While I was still deciding what to order (there were also cookies to tempt me), an older couple came in and requested two scones to go. The server asked whether they wanted clotted cream and jam, and the gentleman responded, “What is a scone without jam? Or ‘scon,’ as my mother used to say.” The server noted that she always pronounced it as “scone” (rhymes with “stone”), although the alternate pronunciation made sense to me since our tour guide had pronounced “Winstones” as “Winstons.” (Keep in mind, these people are all speaking with British accents.)

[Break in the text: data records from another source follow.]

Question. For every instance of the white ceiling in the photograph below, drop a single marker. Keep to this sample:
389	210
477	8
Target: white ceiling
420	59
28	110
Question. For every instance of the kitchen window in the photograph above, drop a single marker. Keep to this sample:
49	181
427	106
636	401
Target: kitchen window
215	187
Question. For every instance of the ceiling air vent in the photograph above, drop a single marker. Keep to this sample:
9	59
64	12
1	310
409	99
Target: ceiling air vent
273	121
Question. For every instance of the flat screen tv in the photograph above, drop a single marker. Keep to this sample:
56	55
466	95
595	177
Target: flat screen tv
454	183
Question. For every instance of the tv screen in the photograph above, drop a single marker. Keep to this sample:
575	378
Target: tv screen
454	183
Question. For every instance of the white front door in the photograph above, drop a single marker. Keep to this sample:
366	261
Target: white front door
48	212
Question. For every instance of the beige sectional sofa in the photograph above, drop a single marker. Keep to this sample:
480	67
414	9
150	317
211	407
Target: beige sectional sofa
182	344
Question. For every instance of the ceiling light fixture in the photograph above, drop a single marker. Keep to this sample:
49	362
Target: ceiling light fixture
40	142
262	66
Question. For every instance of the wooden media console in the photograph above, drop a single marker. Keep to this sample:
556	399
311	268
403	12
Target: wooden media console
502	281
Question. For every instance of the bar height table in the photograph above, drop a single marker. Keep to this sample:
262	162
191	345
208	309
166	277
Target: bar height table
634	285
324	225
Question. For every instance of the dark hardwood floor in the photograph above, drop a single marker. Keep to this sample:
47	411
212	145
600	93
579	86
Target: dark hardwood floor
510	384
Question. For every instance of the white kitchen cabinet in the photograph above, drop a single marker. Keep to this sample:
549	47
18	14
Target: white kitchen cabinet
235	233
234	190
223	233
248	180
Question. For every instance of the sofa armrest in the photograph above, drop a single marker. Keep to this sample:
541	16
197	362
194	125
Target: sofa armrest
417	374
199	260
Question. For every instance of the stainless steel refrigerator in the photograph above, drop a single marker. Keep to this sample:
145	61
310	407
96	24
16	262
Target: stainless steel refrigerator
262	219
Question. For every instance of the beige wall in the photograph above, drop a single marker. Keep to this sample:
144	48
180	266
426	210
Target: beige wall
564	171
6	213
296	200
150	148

I checked the OED, and both pronunciations are correct. I was curious whether the pronunciation varied by region and found this definition, which indicates that the “scon” pronunciation is associated with northern England and the working class, while what I thought was the standard pronunciation of “scone” is associated with the south and the middle class. However, the OxfordWords blog on the same website has a post How do you pronounce scone? that tells a different story.
According to a poll they did, a slight majority of the respondents from the United Kingdom voted for “scon,” while Americans overwhelmingly favored the pronunciation that rhymes with “stone.” Several British commenters, but not all, insisted that “scon” was the correct pronunciation. One commenter even invoked Monty Python’s Lumberjack Song to make his case. Yes, Monty Python.
So a simple pronunciation inquiry triggered by a kind British gentleman in a Cotswolds tea room ended up leading me to watch TWO versions of an imaginary, tea-drinking, scone-eating (or rather “scon”-eating) lumberjack who sings about cross-dressing. So much for the spiritual side of drinking tea. I’ll include a link to one version of the song on my Twitter feed on the right side of the blog, but be warned, it is typical Monty Python.
As for “scon” or “scone,” I’m definitely going to stick with the American pronunciation.